The Murder of Justin Goldsby

Miles Donelson Goldsby

Justin Goldsby was raised by his drug-addicted mother and spent several years in foster care. His abuse led to a long criminal history, including possession of child pornography. Eventually, he reunited with his biological mother, but his relationship with her was marred by drug abuse.

Lengthy Criminal Record

Despite the fact that Justin Goldsby is now serving time in prison for his crimes, he has a shady past. He raped multiple women, including his sister, and was abusive to other inmates. His actions were further compounded by a lengthy criminal record. He was sentenced to more than three years in prison.

Minute Book of Botetourt County

The Minute Book of Botetourt County, Virginia, contains many lists of petitions for exemptions from military service in the Confederate army. The most common reasons for seeking exemption were bodily infirmity or having furnished a substitute. The petitioners also state which regiment they were drafted to. The Minute Book also records two meetings that list the names of free male negroes who were drafted into the Confederate States Quartermaster department in 1862. The minutes are incomplete, but they do contain some important details on the neophytes’ plight.

Miles Donelson Justin Goldsby, Sr. was a former officer in the Confederate army. His letters to his wife document his experiences. He was a part of the Second Corps, which served in Louisa County. He also served in several battles and was discharged because of his physical disability.

Bull Run

The letter also includes comments about the battles at Bull Run, where he was injured. Afterward, he worked as a nurse in a hospital. He also describes the campaigning leading up to Antietam. His letter also includes a casualty list for his company.
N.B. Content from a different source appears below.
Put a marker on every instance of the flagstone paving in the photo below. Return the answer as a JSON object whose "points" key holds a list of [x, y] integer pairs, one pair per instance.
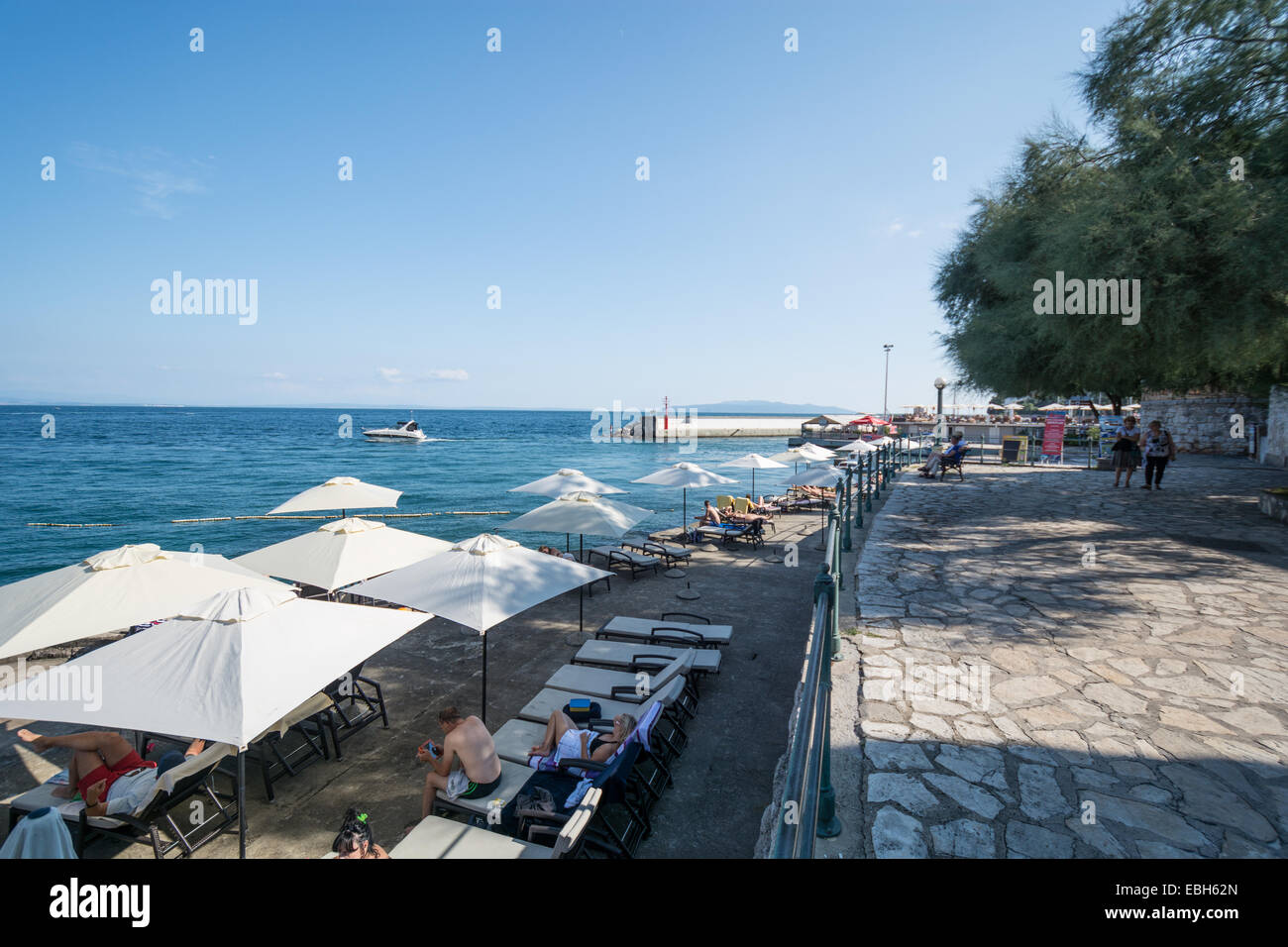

Former Confederate Soldier

Miles Donelson Justin Goldsby Jr is a former Confederate soldier who served during the Civil War. He fought in the battles of Fort Donelson and Little Big Horn. He received the Purple Heart for his service in the war. Goldsby was born in North Carolina. His parents were not very close. Miles was placed in foster care when he was a child. He was later adopted by a family, and his mother reconnected with him. However, Goldsby had a rocky past. His mother was an addict, and Miles was arrested several times for drug offenses. Eventually, he served until the fall of 1862.

Goldsby’s family says he never intended to hurt Munger. However, his violent past is far from a good one. He has a history of sexual assault and has committed more than twenty violent crimes. He will be transferred to the Airway Heights Correctional Center in June.

Control of Ulysses

Fort Donelson was a major fort for the Confederate army. The fort was located in southern Kentucky. In 1862, it was under the control of Ulysses S. Grant’s combined army and navy. After the battle, the Confederate army was forced to surrender southern Kentucky and much of Middle and West Tennessee. Fort Donelson’s position was important because it served as the entrance to the southern heartland.

Goldsby’s letters from 1864 to 1865 detail his experiences with the 179th New York Infantry. The letters include a detailed account of the Battle of Boydton Plank Road and skirmishes. He also describes his interactions with the United States Colored Troops. The letters also cover his court-martial and promotion to second lieutenant.

Confederate Army Veteran

Miles Donelson Goldsby, a Confederate army veteran, died on November 6, 1866, in Charleston, South Carolina. He was wounded during the battle of Secessionville in 1862. His died in a hospital. He served in the Confederate Army until his capture by Union forces in 1862. After he was wounded, he was placed on ordnance duty by the Secretary of War.

West Point Graduate

He was an 1825 West Point graduate and was a nephew of Andrew Jackson. In 1861, Donelson became Speaker of the Tennessee House of Representatives. He believed that the best locations to build fortifications were in Kentucky and Tennessee. He had Fort Henry built in Tennessee in his home state. Fort Henry was named after Tennessee Senator Gustavus Henry Sr.

He had also served in the US Navy. His was a midshipman, and had served in gunboats during Vera Cruz’s siege. He served in several squadrons, and later was promoted to brigadier. His also served on a slave trade patrol before the war.

Final Words:

Although the Confederate army did not win the battle, Tighman’s men had little time to fight back. They retreated, but could not hold Essex for very long. The Confederate casualties were five dead and 11 wounded. There were 94 Confederate prisoners. In comparison, the Federal losses were minimal. While there was a significant Confederate army veteran killed during the battle of Franklin Station, it was a small price to pay for opening the Tennessee River to Alabama.